Dodik has long been portrayed by the corporate press as one of the most controversial figures in Eastern Europe, but in this interview he presents himself as something very different: a nationalist populist fighting for traditional values, Christian identity, constitutional order, and the right of his people to govern themselves without dictates from Brussels, Berlin, or Washington bureaucrats. He speaks openly about why some have called him “the Trump of Eastern Europe,” and why he sees President Donald J. Trump as a historic leader who gave hope not just to America, but to millions around the world who are exhausted by globalism, liberal coercion, and attacks on faith, family, and national sovereignty. It is a striking moment as Dodik compares his own legal and political battles to the lawfare and institutional warfare President Trump endured while standing against the establishment.
The heart of this interview dives into Bosnia and Herzegovina, the Dayton Peace Agreement, the role of Republika Srpska, and the pressure campaign Dodik says was intensified during the previous administration, when Joe Biden was president. According to Dodik, officials tied to the former Biden administration and EU-aligned power centers pushed him to submit to unelected foreign authorities, including a German figure imposed through international mechanisms. He describes direct confrontations with Washington envoys, including claims involving Gabriel Escobar, and says he was threatened with sanctions if he refused to obey demands he believed violated both the constitution and the Dayton framework. In this telling, the real offense was not corruption or extremism, but defiance—refusing to let outside actors rewrite the rules, sideline elected leaders, and erode the autonomy guaranteed to his people.

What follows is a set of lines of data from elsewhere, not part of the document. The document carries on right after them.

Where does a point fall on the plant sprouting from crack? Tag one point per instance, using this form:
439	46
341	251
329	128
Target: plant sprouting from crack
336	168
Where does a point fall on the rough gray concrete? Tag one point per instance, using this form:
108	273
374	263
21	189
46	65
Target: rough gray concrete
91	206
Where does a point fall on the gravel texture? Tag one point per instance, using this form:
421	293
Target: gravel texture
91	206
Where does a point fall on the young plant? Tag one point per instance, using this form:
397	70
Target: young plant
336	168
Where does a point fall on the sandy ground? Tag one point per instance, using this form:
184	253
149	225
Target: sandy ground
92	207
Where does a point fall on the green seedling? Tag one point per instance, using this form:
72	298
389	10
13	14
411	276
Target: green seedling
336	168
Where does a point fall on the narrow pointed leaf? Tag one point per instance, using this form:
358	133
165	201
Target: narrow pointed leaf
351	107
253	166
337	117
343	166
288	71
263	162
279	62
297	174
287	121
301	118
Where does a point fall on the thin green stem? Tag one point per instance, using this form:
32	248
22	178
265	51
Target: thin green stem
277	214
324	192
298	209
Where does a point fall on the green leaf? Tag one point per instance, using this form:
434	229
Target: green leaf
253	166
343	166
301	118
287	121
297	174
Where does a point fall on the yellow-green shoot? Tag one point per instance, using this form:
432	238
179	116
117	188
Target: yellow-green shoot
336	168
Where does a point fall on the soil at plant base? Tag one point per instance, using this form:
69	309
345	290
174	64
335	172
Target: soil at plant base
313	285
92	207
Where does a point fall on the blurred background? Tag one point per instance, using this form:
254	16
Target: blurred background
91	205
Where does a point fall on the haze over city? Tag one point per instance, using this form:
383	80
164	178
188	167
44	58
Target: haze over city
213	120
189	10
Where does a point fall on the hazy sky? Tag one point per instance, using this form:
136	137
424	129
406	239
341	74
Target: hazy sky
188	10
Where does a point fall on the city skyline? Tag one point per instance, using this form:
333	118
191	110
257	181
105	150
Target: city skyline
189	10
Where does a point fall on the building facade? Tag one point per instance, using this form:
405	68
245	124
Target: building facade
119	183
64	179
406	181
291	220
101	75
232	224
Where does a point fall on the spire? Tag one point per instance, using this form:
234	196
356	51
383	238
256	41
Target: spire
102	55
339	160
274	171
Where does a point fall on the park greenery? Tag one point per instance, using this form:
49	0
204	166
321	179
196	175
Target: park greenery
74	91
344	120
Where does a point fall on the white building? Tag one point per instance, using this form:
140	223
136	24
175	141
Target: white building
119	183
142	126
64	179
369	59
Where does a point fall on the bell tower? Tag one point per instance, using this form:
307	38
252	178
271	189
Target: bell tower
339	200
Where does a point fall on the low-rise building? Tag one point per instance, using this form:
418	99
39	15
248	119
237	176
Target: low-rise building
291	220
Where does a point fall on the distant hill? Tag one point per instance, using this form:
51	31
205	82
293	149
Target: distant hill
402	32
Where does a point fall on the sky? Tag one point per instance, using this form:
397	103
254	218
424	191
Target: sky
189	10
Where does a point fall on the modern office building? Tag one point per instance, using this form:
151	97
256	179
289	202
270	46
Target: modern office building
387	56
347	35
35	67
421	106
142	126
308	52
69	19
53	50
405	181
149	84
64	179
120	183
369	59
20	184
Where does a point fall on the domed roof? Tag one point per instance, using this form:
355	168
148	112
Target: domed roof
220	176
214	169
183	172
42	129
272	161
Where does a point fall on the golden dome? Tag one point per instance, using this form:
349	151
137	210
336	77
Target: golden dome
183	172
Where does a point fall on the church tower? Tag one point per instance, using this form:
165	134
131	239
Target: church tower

The interview also explores the religious and ethnic fault lines that still define the Balkans decades after war, with Dodik arguing that Bosnia’s Muslim political bloc and international backers used legal institutions and foreign influence to target Christian Serb leadership. These are explosive claims tied to Bosnia politics, sanctions, sovereignty, nationalism, EU interference, and U.S. foreign policy in the Balkans. For anyone searching Milorad Dodik interview, Gary Franchi Next News Network, Trump and Eastern Europe, Bosnia crisis, Republika Srpska news, Putin meeting, or Biden-era sanctions in the Balkans, this discussion delivers the kind of raw perspective you will never get from sanitized network panels or establishment foreign policy insiders.
What makes this moment even bigger is the timing. As President Trump leads America in his second term with an America First agenda, old globalist pressure campaigns are being reexamined and the damage of the previous administration’s foreign interventions is coming into clearer focus. Dodik’s account raises urgent questions about how far Washington and Brussels were willing to go to impose political outcomes overseas, punish nationalist resistance, and silence leaders who would not bend the knee. And with Vladimir Putin looming over the regional chessboard, this interview opens the door to a much larger conversation about power, sovereignty, and who really pulls the strings in Eastern Europe.
If you want to understand why Milorad Dodik became a target, why Trump’s leadership resonates far beyond America, and what this looming Putin connection could mean for Bosnia, Republika Srpska, the Balkans, Russia, and the future of nationalist politics, this is the conversation everyone will be talking about once the cameras stop rolling.